GemmaRose, I understand where you are coming from, but I must critique your thoughts. Please understand I do so in a spirit of understanding, and in a spirit of love.
It’s obvious from the opening sentence that this article is written with the view of Mass being a cozy “God & me” experience. What about the Mass being the community worshipping together?
It is true that our faith involves community. God created us this way. However, this community exists not as anything at all in its own right, but only as it directly relates to God. In other words, we are a community for the sake of worshipping God, not merely for the sake of enjoying one another.

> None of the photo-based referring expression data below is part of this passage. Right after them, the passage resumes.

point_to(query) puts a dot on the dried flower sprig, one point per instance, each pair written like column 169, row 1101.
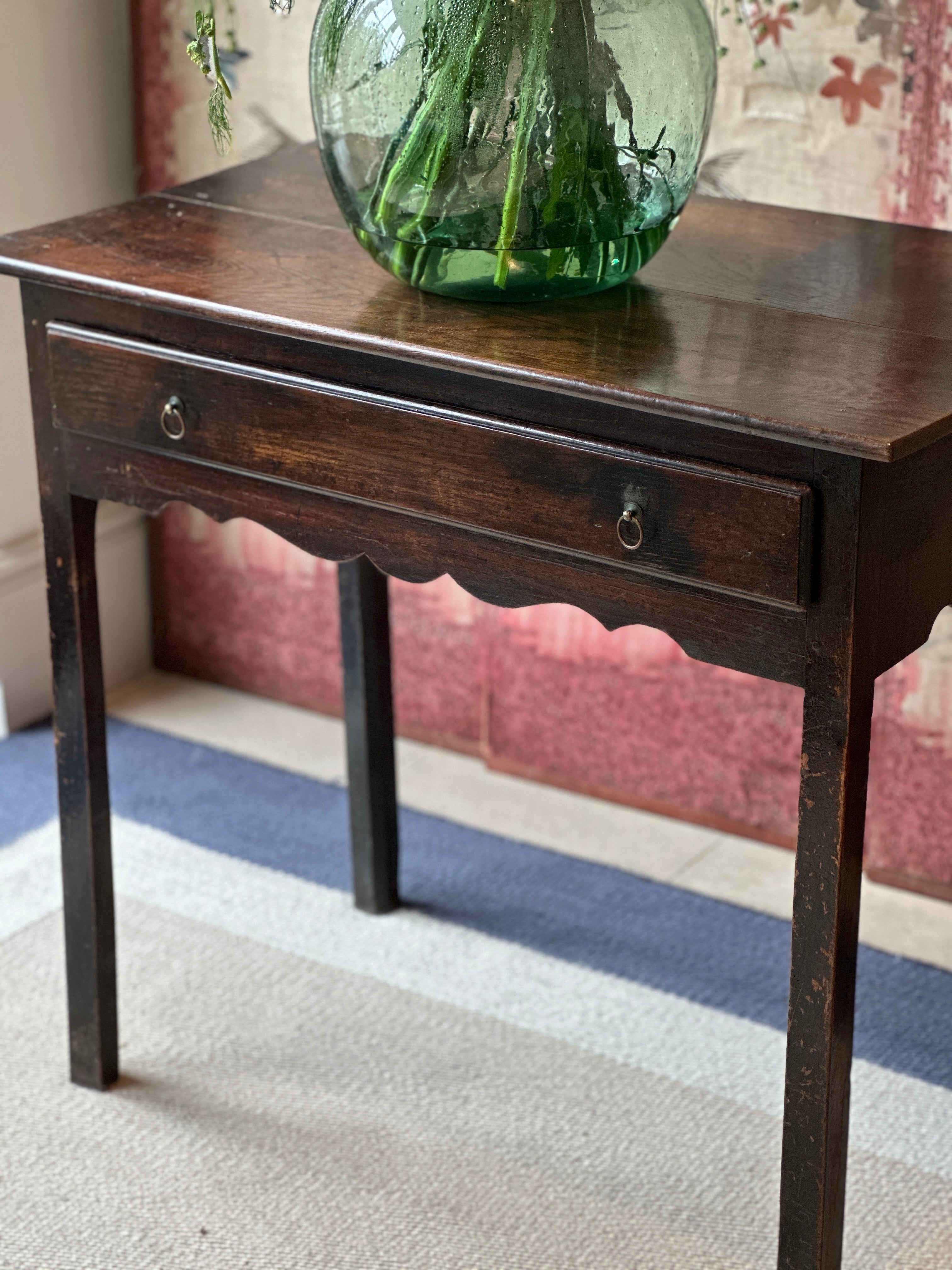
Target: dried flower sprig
column 204, row 51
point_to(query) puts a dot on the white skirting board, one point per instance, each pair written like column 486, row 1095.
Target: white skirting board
column 122, row 567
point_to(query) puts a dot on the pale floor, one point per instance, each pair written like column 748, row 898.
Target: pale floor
column 461, row 789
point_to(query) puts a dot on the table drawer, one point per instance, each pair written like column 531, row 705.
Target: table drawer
column 707, row 525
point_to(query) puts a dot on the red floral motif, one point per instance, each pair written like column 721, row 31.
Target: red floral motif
column 853, row 93
column 767, row 25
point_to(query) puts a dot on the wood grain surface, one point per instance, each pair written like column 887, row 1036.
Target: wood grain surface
column 714, row 526
column 824, row 331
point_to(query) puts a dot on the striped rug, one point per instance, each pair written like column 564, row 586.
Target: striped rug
column 540, row 1062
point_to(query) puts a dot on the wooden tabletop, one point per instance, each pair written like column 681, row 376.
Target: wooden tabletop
column 819, row 329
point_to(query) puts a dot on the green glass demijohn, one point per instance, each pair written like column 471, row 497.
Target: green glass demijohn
column 512, row 149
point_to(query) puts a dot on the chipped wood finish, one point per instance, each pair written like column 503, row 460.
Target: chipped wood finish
column 798, row 521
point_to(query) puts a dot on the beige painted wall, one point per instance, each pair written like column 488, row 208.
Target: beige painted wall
column 66, row 146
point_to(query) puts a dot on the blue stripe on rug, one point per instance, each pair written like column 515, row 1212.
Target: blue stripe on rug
column 700, row 949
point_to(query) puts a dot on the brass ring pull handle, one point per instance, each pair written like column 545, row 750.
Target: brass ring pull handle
column 631, row 531
column 173, row 420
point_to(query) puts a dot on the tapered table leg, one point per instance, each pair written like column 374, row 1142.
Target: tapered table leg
column 835, row 766
column 79, row 718
column 369, row 712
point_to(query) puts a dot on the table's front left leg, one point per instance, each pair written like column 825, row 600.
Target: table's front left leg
column 79, row 722
column 835, row 768
column 369, row 713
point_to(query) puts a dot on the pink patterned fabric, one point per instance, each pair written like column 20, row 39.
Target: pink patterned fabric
column 547, row 693
column 840, row 106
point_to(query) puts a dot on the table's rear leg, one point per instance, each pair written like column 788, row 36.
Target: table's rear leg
column 79, row 722
column 835, row 768
column 369, row 712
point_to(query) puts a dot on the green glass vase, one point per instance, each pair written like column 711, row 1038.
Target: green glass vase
column 512, row 149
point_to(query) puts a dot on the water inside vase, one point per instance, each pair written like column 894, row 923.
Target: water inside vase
column 517, row 276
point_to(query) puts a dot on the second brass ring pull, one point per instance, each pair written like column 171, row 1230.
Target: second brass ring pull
column 631, row 523
column 173, row 420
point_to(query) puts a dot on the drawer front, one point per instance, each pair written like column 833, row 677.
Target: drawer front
column 710, row 526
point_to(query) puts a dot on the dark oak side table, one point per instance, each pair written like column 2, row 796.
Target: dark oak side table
column 749, row 448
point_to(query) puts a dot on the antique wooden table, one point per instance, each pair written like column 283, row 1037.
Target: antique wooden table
column 749, row 448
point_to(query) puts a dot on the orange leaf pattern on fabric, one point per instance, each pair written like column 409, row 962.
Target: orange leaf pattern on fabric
column 856, row 93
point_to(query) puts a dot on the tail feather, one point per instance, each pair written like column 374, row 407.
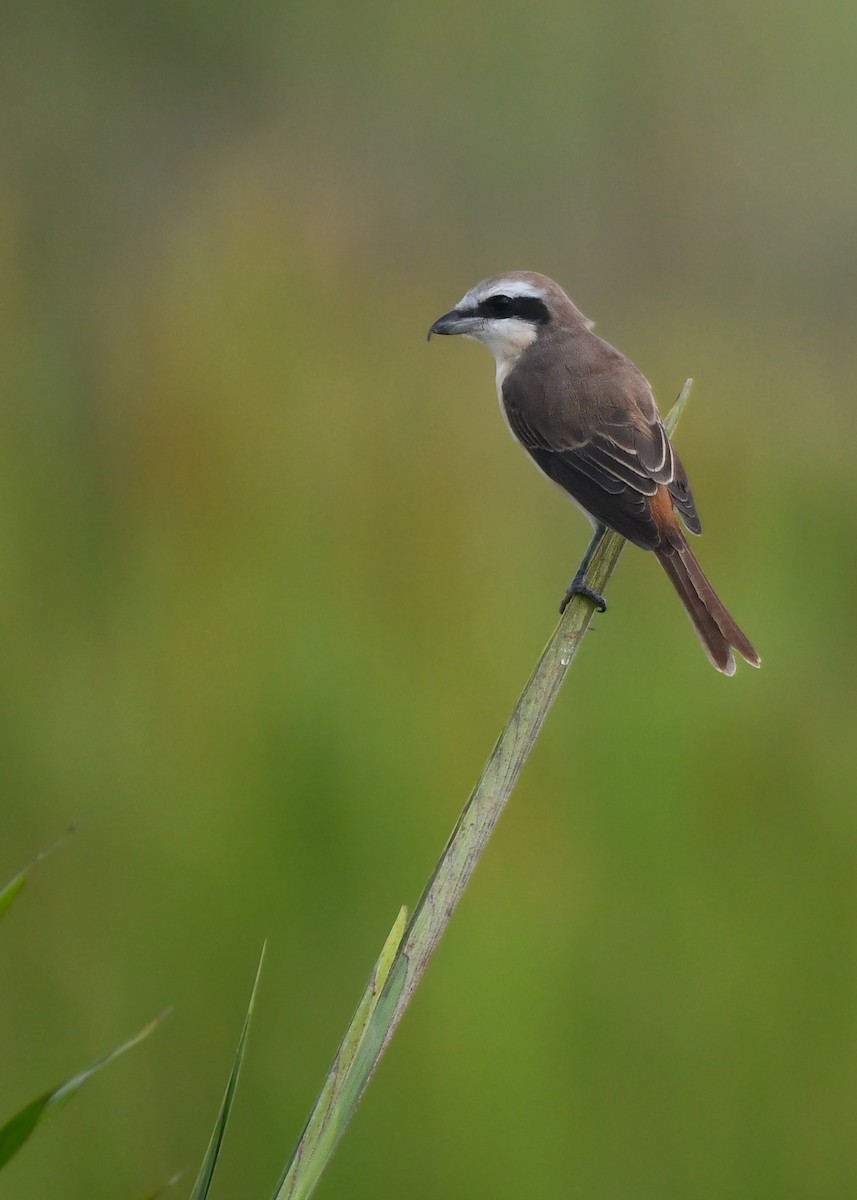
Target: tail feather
column 717, row 629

Certainly enjoying one another in community has its place. In fact, this is critical to an orthodox understanding of the faith. What msut not be lost is that even this is related to God. Perhaps one of St. Thomas’ teachings on Heaven will illustrate the point. He taught that man’s fulfillment comes entirely in God. In Heaven, he said, man does not attain to any greater happiness due to the community of the saints than he receives from the vision of God. Man’s beatitude lies in God alone.
However, those in Heaven do rejoice in the joy of one another in seeing the face of God. The community of saints in Heaven
do, then, find happiness in one another, but it is in the relationship of one another to God in which this happiness lies. It is out of love for one another that they are joyous because their brothers and sisters are able to see God and rejoice in Him as they do.
So the community of faith matters, and there is proper happiness in friends and loved ones, but it is in its highest and most authentic sense due to the relationship with God. We see a glimmer of this on earth insofar as we often take the most joy in seeing the happiness of those we love, rather than in our own happiness. However, most of the time, we do not see this reality altogether, thanks to the sin which burdens us. No matter how devout we are, almost all of us have a hard time seeing our relationships with others in total line with these fundamental realities. Some, Saints Francis of Assisi and John of the Cross coming to mind, did achieve this on this side of Heaven.
Now the Liturgy is directed entirely at the worship of God. It is a very - indeed the most - God-centric component of our lives. It is the highest form of prayer, as you certainly know. In the Liturgy, we give the most complete, authentic and the highest worship to God that man is capable of. It is when we join in the heavenly worship of the angels and the saints. It is a worship that is mystically lifted up above our natural humanity by the power of the Holy Spirit and the presence of Christ in the Eucharist. It is not conformed in the slightest way to our fallen nature, but rather is a supernatural and wholely authentic worship that is only possible because it is in reality Christ who is doing the worshipping.
In the Mass, a fallen people worship God in an entirely unfallen manner. Thus, it will sometimes not match the apparent desires of our hearts or our own experiences. This is why people on occasion say they are not being fed at Mass: their natural desires are not being fulfilled, while behind the veil of our fallen humanity, the true desires of their heart are being fed with the infinity of the Bread of Life. One of those natural desires is the desire to focus on the sense of community in a way that is not entirely based on an properly ordered relationship with God. There is certainly nothing at all wrong with this desire. The problem is in the
way the desire is understood by fallen man. The Mass is entirely about God, and because God loves us, it is about us, but in a way very intimately tied to its relationship with Him.
This does
not exclude the sorts of music, the particular understanding of community, or the lyrical styles which you [at least seem] to be defending from authentic Christian worship. We are here on earth, and we do not now posess the beatific vision. It is entirely appropriate and in most cases good to desire and participate in praise and worship music, to celebrate community, and to do the other sorts of things we speak of. Where it is not appropriate is in the Mass which is really an entirely different sort of worship with an entirely different purpose.
I often take efforts to point out to people that one of the reasons Protestants feel so uncomfortable at the Mass, and why many Catholics feel very out of place when attending a Protestant service, is that people tend to view the Mass and the Protestant service as two different ways of doing the same thing. In other words, both Catholics and Protestants go to Church Sunday mornings, they just do things differently there, or have a different structure. In reality, they are two entirely different things with two entirely different purposes.
The Protestant service is intended to worship God, but it does so through the means of spiritually feeding the congregation. The music lifts the souls of the congregation up, the service is centered around instruction - that is, the pastor’s sermon - and the people celebrate their community of faith. Certainly these are all types of worship, and important ones. We worship God in our daily lives by obeying His commands, and so instruction in this is indeed a very important variety of worship.